Comparable à une partie de cache-cache sophistiquée, cette production d’Epic Games rayonne d’une portée universelle inédite dans le monde des jeux en ligne. Sa démographie se compose ainsi à parts égales d’écoliers, d’étudiants et de travailleurs à plein temps. Coiffé de graphismes cartoon et d’une violence édulcorée, le prodige d’Epic Games exige également un talent en construction instantanée pour se protéger de ses adversaires. Facile à prendre en main, mais (très) difficile à maîtriser, le third person shooter (jeu à la troisème personne) dope le trafic sur YouTube où des content creators y prodiguent des conseils de stratégie. Le jeu drainait ainsi 50 milliards de vues et 2 000 vidéos sponsorisées sur la plateforme. Générant des pics de trafic Web cinq fois plus importants que ceux enregistrés lors du discours d’investiture de Donald Trump, Fortnite totalisait d’étourdissants revenus de 1,06 milliard d’euros en octobre. Le tout pour des recettes mensuelles moyennes de 300 millions de dollars.

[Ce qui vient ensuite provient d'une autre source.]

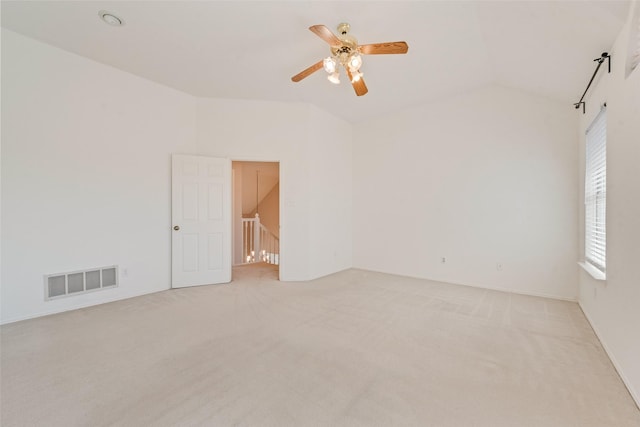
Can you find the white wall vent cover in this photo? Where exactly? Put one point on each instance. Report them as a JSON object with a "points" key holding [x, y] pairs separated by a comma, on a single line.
{"points": [[79, 282]]}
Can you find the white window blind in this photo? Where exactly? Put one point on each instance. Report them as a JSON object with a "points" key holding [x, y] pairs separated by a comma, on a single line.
{"points": [[595, 192]]}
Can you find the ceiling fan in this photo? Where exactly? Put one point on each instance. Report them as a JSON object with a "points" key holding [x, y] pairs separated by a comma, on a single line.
{"points": [[346, 52]]}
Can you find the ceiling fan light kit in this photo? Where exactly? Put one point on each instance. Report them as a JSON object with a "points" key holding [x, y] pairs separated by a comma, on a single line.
{"points": [[346, 52]]}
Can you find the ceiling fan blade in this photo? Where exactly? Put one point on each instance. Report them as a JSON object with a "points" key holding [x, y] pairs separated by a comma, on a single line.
{"points": [[384, 48], [359, 86], [306, 73], [325, 34]]}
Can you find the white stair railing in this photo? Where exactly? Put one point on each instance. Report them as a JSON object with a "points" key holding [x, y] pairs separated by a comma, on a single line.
{"points": [[259, 244]]}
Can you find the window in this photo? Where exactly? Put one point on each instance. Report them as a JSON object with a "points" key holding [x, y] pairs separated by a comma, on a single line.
{"points": [[595, 190]]}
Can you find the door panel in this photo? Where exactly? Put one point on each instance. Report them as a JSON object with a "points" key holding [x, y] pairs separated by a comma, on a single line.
{"points": [[201, 215]]}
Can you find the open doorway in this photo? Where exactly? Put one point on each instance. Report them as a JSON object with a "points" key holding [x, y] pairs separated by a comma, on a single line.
{"points": [[256, 215]]}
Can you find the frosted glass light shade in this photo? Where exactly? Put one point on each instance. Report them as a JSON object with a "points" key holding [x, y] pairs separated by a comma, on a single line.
{"points": [[329, 65], [334, 78], [355, 62]]}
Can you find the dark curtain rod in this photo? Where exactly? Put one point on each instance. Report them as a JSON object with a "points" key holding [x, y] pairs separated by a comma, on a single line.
{"points": [[605, 55]]}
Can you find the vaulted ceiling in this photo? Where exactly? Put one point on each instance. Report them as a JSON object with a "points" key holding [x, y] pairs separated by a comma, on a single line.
{"points": [[250, 49]]}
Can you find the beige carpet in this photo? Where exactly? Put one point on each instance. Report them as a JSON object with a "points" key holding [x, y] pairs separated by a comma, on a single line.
{"points": [[352, 349]]}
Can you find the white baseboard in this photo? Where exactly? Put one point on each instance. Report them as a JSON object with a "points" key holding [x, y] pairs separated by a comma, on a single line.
{"points": [[472, 285], [78, 307], [634, 394]]}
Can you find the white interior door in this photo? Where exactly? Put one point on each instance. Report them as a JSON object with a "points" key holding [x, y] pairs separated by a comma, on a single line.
{"points": [[201, 215]]}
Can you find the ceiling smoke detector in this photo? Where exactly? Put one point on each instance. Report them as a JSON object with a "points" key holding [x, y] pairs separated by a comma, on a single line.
{"points": [[110, 18]]}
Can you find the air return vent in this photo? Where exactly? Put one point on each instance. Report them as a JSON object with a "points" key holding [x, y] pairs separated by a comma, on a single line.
{"points": [[78, 282]]}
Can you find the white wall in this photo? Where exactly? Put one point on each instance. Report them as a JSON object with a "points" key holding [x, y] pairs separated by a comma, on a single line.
{"points": [[613, 306], [330, 183], [85, 174], [274, 131], [481, 179]]}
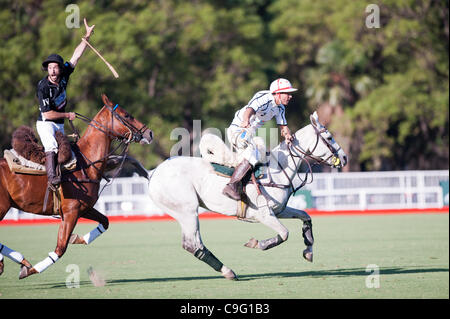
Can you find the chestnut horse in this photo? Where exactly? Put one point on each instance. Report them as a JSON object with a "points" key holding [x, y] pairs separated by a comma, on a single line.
{"points": [[79, 188]]}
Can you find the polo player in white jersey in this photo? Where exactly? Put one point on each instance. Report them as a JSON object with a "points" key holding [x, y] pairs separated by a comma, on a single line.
{"points": [[261, 108]]}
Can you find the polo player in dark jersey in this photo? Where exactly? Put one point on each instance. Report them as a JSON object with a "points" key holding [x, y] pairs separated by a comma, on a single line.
{"points": [[51, 93]]}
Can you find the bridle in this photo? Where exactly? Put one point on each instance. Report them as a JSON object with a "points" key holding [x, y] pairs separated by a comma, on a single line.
{"points": [[297, 152], [133, 134]]}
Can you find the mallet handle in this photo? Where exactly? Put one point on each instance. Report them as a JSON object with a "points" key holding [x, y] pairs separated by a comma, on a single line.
{"points": [[116, 75]]}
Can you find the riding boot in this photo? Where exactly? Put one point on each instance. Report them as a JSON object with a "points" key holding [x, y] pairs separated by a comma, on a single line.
{"points": [[234, 189], [50, 166]]}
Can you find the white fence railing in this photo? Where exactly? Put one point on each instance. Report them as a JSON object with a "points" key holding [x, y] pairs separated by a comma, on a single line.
{"points": [[329, 191]]}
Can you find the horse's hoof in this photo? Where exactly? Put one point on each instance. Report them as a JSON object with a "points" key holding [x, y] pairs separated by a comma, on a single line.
{"points": [[252, 243], [75, 239], [26, 271], [228, 273], [307, 254]]}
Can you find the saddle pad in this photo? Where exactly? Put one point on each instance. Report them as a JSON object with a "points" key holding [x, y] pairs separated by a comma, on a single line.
{"points": [[19, 164], [227, 171], [15, 164]]}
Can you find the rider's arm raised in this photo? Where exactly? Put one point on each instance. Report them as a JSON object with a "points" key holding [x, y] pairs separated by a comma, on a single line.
{"points": [[247, 114], [53, 115], [286, 133]]}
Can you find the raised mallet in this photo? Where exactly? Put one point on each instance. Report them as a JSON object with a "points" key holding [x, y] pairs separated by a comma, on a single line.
{"points": [[116, 75]]}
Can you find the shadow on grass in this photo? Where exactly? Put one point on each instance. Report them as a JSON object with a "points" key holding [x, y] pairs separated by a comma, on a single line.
{"points": [[320, 273], [344, 272]]}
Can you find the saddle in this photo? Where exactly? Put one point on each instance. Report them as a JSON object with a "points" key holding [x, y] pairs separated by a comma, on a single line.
{"points": [[28, 157], [21, 165], [223, 162]]}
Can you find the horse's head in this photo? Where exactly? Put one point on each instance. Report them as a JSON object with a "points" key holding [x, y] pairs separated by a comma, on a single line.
{"points": [[124, 126], [321, 146]]}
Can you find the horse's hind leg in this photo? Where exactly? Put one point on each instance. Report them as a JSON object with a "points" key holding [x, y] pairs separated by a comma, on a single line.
{"points": [[15, 256], [88, 238], [192, 242], [307, 233], [270, 220]]}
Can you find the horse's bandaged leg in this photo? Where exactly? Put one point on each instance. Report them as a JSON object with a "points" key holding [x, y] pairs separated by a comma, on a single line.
{"points": [[47, 262], [11, 254], [91, 236], [270, 243], [206, 256], [307, 233]]}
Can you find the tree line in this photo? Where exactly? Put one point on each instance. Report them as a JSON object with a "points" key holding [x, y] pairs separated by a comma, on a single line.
{"points": [[382, 91]]}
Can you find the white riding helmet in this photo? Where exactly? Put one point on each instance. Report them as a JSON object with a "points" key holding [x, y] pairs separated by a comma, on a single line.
{"points": [[281, 86]]}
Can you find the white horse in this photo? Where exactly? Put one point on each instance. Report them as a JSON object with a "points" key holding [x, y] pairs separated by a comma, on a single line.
{"points": [[180, 185]]}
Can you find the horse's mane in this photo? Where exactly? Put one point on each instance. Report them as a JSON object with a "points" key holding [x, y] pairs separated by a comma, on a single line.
{"points": [[25, 143]]}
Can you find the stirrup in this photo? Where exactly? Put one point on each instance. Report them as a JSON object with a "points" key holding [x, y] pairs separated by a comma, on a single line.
{"points": [[53, 187]]}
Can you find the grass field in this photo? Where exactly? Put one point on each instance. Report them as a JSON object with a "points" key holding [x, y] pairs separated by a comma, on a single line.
{"points": [[145, 260]]}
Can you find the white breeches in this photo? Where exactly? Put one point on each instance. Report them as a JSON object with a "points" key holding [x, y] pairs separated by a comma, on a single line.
{"points": [[248, 146], [46, 131]]}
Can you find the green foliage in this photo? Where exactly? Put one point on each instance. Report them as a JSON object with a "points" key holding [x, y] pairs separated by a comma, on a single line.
{"points": [[181, 61]]}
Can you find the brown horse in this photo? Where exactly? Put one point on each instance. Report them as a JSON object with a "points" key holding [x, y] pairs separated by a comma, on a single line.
{"points": [[79, 188]]}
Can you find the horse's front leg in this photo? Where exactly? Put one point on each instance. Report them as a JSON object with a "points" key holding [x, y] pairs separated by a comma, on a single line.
{"points": [[14, 256], [307, 233], [268, 218], [65, 230], [88, 238]]}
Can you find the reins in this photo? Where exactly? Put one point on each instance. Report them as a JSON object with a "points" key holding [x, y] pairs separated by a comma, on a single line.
{"points": [[306, 154], [125, 141]]}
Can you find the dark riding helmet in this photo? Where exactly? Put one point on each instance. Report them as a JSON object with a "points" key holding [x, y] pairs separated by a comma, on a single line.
{"points": [[53, 58]]}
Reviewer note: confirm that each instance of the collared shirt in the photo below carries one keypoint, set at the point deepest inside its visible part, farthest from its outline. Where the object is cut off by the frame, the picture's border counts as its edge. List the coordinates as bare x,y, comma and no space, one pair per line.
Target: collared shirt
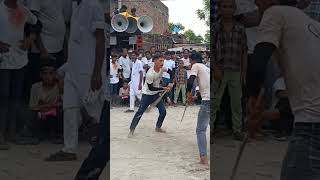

Gratuit, le jeu engrange des dépenses tournant aux alentours de 72 euros par joueur, en achats d’équipement et autres  » pas de danse  » à caler en cas de victoire, des éléments purement cosmétiques. Détenu à 40 % par le géant du Web chinois Tencent, Epic Games a donc vu très juste avec sa formule commerciale. Si bien que le créateur du jeu influence les poids lourds de l’industrie. Blockbusters saisonniers du jeu vidéo, Call of Duty Black Ops III (Activison) et Battlefield V (Electronic Arts) copiaient ainsi ses ressorts ludiques, en novembre. Une fièvre que les 100 millions de dollars de gains de la prochaine Coupe du monde 2019 de Fortnite attisera, sans nul doute.